Meteorite
A meteorite passed over Arizona (YouTube)

A meteorite has exploded into a huge fireball above Arizona just days before the year's best meteor shower.

The explosion involved a fireball and a loud bang, with some residents saying their homes were shaken by the meteorite. It was captured on film by a number of people, with footage of the fireball showing it moving across the sky.

Eyewitness Tony Kubrack told CNN: "I see this tremendous, white, bright light in the western sky. And it was just ... it was absolutely enormous, I couldn't believe it."

The meteorite comes ahead of the best and most reliable meteor shower of the year, the Geminids, which have been visible for around a week and are due to peak on 13/14 December.

However, the Arizona meteorite is not part of the Geminids, an expert told CNN, as it was moving too slowly.

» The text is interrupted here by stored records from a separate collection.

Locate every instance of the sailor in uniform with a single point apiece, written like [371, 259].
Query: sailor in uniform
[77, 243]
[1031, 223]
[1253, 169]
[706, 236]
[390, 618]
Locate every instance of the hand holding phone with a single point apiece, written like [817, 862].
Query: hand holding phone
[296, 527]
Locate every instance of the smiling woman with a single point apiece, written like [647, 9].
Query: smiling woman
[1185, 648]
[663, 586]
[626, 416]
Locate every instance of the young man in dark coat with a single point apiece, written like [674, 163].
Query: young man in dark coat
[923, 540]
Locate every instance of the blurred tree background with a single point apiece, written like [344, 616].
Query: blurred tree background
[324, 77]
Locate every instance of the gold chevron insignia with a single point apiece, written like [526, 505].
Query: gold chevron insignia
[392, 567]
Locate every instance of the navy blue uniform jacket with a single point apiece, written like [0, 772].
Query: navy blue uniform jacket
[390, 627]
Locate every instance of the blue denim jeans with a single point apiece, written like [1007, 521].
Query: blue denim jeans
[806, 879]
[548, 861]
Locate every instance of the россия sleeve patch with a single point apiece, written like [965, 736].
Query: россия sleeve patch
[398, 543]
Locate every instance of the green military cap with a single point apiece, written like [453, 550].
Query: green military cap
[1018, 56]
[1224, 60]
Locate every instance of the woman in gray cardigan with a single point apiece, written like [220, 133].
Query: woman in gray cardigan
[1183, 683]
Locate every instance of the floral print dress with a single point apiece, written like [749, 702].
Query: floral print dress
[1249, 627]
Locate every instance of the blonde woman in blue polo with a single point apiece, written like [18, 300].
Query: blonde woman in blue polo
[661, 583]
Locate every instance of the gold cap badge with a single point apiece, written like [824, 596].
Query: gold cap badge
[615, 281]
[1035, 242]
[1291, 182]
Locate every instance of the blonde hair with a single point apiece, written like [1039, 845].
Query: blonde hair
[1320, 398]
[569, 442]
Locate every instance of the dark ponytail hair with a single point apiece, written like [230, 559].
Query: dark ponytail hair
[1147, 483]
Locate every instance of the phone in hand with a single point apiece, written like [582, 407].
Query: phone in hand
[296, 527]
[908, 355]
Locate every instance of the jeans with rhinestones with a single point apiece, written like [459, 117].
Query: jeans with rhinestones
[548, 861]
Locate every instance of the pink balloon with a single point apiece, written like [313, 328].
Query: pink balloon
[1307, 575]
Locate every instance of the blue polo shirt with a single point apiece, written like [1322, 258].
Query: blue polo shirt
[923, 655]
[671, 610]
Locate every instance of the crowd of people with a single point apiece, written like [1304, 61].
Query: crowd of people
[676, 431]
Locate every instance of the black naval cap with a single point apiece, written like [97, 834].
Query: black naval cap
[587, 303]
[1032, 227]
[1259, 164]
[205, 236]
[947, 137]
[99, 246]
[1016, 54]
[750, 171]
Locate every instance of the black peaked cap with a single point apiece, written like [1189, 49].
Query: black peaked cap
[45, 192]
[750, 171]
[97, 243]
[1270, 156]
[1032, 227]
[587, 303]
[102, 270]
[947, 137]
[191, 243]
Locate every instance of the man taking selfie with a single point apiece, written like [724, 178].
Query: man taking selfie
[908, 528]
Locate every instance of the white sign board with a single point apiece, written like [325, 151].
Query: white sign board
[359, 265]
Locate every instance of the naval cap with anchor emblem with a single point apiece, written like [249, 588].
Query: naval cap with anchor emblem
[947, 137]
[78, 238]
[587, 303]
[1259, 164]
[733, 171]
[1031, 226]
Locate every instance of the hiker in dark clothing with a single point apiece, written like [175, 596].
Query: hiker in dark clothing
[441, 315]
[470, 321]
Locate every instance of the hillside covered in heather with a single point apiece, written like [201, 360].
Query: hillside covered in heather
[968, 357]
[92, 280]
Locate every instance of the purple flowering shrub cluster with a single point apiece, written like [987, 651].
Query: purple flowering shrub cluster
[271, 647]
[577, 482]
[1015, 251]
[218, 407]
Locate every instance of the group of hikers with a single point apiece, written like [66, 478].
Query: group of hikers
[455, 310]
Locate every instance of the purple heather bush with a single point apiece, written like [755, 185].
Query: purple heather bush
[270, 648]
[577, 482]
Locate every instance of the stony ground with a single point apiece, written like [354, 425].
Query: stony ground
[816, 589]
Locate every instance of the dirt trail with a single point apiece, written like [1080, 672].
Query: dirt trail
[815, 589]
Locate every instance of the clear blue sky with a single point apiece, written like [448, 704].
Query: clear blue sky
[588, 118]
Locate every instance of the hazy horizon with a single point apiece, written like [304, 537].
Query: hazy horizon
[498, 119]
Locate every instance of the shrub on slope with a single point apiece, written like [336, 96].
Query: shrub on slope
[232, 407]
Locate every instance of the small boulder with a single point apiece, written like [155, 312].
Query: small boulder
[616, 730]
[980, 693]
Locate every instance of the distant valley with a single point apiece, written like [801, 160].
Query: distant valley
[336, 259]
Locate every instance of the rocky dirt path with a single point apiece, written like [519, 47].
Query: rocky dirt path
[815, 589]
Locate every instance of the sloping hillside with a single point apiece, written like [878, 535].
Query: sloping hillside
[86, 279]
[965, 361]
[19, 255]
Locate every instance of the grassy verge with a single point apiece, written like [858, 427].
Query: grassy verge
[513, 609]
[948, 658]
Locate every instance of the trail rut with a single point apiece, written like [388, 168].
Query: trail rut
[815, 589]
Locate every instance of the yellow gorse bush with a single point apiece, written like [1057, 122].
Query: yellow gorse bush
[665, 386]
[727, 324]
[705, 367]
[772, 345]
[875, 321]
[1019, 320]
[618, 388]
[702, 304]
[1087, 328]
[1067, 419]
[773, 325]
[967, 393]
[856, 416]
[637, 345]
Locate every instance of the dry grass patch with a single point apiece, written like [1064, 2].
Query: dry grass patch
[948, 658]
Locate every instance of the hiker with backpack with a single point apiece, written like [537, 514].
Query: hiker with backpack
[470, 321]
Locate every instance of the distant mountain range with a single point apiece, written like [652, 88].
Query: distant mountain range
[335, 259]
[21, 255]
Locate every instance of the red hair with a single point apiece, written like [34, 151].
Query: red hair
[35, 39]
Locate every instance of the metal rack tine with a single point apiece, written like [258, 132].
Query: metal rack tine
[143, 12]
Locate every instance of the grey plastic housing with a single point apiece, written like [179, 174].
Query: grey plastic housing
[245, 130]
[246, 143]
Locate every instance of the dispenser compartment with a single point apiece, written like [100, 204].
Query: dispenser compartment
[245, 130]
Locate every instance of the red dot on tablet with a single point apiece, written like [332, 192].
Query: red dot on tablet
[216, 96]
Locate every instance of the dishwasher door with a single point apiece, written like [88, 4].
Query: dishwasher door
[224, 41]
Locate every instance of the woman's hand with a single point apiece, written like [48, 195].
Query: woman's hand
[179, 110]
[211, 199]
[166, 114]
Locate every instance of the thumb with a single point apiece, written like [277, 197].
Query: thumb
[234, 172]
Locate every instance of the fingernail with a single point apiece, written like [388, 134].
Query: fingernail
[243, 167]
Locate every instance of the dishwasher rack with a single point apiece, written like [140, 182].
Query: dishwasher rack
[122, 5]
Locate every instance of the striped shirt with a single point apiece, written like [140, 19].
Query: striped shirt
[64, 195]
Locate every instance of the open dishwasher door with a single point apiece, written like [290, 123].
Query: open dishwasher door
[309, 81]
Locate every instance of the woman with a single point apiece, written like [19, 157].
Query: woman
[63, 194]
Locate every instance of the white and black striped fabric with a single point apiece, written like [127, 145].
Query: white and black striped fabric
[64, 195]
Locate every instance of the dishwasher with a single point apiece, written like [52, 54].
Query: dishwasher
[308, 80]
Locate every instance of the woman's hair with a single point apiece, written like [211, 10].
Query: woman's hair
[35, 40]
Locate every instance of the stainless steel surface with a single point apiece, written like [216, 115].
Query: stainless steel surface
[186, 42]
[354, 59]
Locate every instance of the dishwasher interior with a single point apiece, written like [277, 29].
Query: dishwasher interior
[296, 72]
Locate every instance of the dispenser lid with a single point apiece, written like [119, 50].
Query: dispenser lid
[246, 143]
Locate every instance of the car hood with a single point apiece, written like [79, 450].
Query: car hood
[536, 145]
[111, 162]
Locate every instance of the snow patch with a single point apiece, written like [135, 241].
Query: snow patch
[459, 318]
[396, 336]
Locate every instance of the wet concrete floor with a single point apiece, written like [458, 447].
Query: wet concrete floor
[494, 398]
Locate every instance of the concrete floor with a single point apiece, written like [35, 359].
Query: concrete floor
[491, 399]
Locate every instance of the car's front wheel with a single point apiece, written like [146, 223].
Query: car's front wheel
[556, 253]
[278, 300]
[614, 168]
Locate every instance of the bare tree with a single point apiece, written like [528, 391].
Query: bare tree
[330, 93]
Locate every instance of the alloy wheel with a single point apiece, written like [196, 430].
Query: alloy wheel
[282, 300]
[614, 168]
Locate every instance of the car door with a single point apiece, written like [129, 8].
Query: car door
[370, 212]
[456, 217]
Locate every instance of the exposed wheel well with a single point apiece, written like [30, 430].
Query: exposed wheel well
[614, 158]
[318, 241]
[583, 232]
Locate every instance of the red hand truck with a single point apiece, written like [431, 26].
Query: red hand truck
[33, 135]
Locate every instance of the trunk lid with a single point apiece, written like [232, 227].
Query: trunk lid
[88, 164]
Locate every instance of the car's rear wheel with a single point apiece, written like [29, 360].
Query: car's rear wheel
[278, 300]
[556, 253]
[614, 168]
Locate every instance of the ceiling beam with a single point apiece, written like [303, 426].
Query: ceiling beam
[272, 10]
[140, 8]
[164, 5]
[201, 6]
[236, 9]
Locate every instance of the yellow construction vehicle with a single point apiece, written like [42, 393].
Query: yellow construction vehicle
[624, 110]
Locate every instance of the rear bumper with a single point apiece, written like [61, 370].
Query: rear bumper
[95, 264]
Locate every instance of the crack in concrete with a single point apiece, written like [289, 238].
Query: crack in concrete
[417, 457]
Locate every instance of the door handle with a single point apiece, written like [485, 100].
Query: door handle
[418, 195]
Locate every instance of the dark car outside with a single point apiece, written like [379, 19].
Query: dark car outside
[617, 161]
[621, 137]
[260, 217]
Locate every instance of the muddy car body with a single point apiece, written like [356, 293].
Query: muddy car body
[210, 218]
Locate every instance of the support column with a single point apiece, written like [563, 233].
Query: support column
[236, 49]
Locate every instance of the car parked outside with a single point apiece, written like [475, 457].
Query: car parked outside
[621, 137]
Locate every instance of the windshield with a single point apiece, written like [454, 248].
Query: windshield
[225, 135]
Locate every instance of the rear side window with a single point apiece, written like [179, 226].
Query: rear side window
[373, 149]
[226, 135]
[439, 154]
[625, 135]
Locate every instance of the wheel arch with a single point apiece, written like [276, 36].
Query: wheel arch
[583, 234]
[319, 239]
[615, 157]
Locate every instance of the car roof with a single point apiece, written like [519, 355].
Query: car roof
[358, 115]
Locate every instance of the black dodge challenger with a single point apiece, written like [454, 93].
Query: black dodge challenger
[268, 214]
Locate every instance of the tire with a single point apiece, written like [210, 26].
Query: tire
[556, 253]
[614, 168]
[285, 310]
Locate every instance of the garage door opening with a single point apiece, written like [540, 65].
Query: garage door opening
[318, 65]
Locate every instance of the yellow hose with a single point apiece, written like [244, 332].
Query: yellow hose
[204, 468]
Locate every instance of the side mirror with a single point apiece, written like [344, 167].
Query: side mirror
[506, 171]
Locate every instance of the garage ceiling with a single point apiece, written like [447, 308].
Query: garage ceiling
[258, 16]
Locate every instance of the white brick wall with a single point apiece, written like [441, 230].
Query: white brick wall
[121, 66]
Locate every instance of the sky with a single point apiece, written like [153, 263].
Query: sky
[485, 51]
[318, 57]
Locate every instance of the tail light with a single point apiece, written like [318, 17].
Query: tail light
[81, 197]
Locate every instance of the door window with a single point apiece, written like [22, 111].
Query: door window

Nasa meteor expert Bill Cooke told the news service that the exploding meteorite was travelling at around 45,000mph - slow in comparison to the Geminids, which travel at 78,000mph. Instead, it was one of the meteorites that pass over Earth every day, he said.

He added that the Arizona meteorite was large, weighing at around 100lbs and measuring 16 inches thick.

Scientists in Tucson are now hunting for parts of the meteorite after it broke up and fell to Earth.

Eric Christensen, a University of Arizona astronomer, told the Arizona Daily Star that they are keen to get hold of it for scientific purposes: "Anytime that we can get a fresh sample of a meteorite that hasn't been contaminated from sitting on the ground for days or weeks or years - or centuries or millennia, for that matter - it's a chance to examine a pristine sample of an asteroid.

"It is altered as it comes through the atmosphere, and as it sits on the ground, it begins the process of weathering."

Robert Ward, a volunteer field researcher from Arizona representing the Chicago Field Museum, said: "This was a very large fireball. I may chase something this big three or four times a year, but that's worldwide. To have something like this fall in my backyard is big.

"There was a lot of energy released, and that tells me there was a lot of mass to the object. It fell in the hornet's nest. It's the meteorite mecca of the world, Tucson. This is going to be big for Tucson."